Director Series: Yasujirô Ozu’s Days of Youth (1929)

As I mentioned in the first post in this series, I didn’t really delve into Ozu’s silents until I had seen the vast majority of his sound films, despite the fact that I Was Born, But… was actually the first of his movies that I watched. I suspect that this is the case for a lot of Ozu fans; titles like Late Spring, Early Summer, Tokyo Story and Floating Weeds are far better known than, say, Walk Cheerfully or That Night’s Wife. In fact, much of his pre-World War II work, silent and sound alike, remains relatively obscure. Nick Wrigley summarized this divide in the May 2003 issue of Senses of Cinema:

Ozu’s career falls loosely into two halves, divided by the Second World War. His breezier early works are unafraid to acknowledge the influence of Hollywood melodramas or to flirt with farce. Such films contrast greatly with his later masterpieces, which portray a uniquely contemplative style so rigorously simplistic that it renounces almost all known film grammar.

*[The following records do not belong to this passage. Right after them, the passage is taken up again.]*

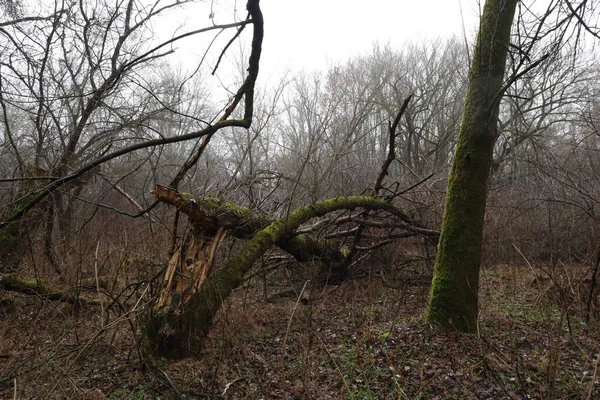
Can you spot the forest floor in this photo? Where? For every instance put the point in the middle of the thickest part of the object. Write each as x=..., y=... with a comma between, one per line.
x=364, y=339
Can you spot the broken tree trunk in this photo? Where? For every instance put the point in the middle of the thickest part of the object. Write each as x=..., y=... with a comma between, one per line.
x=209, y=214
x=183, y=315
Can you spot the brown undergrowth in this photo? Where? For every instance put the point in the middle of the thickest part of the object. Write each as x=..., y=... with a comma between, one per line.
x=364, y=339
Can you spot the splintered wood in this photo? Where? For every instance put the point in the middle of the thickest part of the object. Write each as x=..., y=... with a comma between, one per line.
x=189, y=268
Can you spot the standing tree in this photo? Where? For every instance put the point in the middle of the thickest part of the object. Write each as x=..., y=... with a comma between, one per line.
x=453, y=298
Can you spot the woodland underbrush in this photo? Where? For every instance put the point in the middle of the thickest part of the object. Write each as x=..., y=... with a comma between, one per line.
x=363, y=339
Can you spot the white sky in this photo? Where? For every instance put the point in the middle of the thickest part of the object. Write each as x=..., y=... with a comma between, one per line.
x=314, y=34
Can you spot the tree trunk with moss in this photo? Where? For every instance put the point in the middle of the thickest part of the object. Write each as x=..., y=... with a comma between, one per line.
x=179, y=322
x=453, y=299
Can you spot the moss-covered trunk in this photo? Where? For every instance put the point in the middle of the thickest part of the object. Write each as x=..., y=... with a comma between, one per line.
x=173, y=331
x=453, y=299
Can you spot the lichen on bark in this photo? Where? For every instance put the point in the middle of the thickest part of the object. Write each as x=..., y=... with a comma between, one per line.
x=453, y=299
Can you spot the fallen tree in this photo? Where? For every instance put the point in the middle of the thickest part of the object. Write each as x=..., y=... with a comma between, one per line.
x=191, y=295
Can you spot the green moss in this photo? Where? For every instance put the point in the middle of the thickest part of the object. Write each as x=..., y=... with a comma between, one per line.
x=453, y=298
x=179, y=333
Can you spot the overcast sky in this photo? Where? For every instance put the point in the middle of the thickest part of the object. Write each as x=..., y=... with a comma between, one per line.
x=314, y=34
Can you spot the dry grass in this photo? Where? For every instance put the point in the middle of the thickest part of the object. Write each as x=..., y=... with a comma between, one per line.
x=362, y=340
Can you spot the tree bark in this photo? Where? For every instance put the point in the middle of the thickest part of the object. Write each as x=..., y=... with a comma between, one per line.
x=177, y=330
x=453, y=298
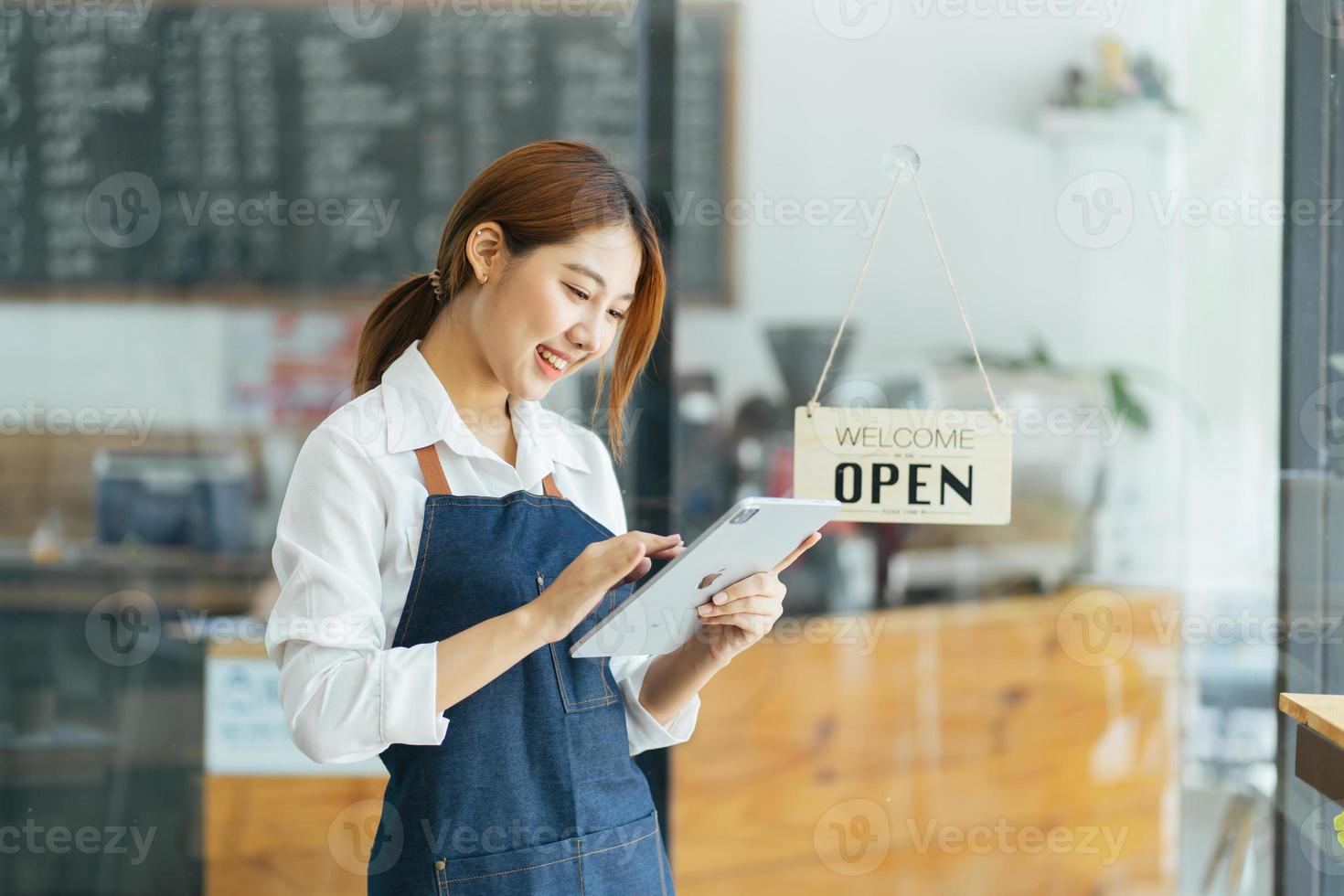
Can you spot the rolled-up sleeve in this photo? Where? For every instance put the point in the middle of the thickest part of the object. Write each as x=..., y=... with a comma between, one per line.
x=644, y=731
x=346, y=696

In other words, if you expect a “typical” Ozu film — a film in his distinctive style — his early work might come as a surprise. Personally, I prefer his post-war period, but I’ve found a great deal to enjoy in his silents and early sound films. By starting at the beginning of his filmography (or rather, his existing filmography) and going through it in order, I hope to see step-by-step how that Ozu style came to be.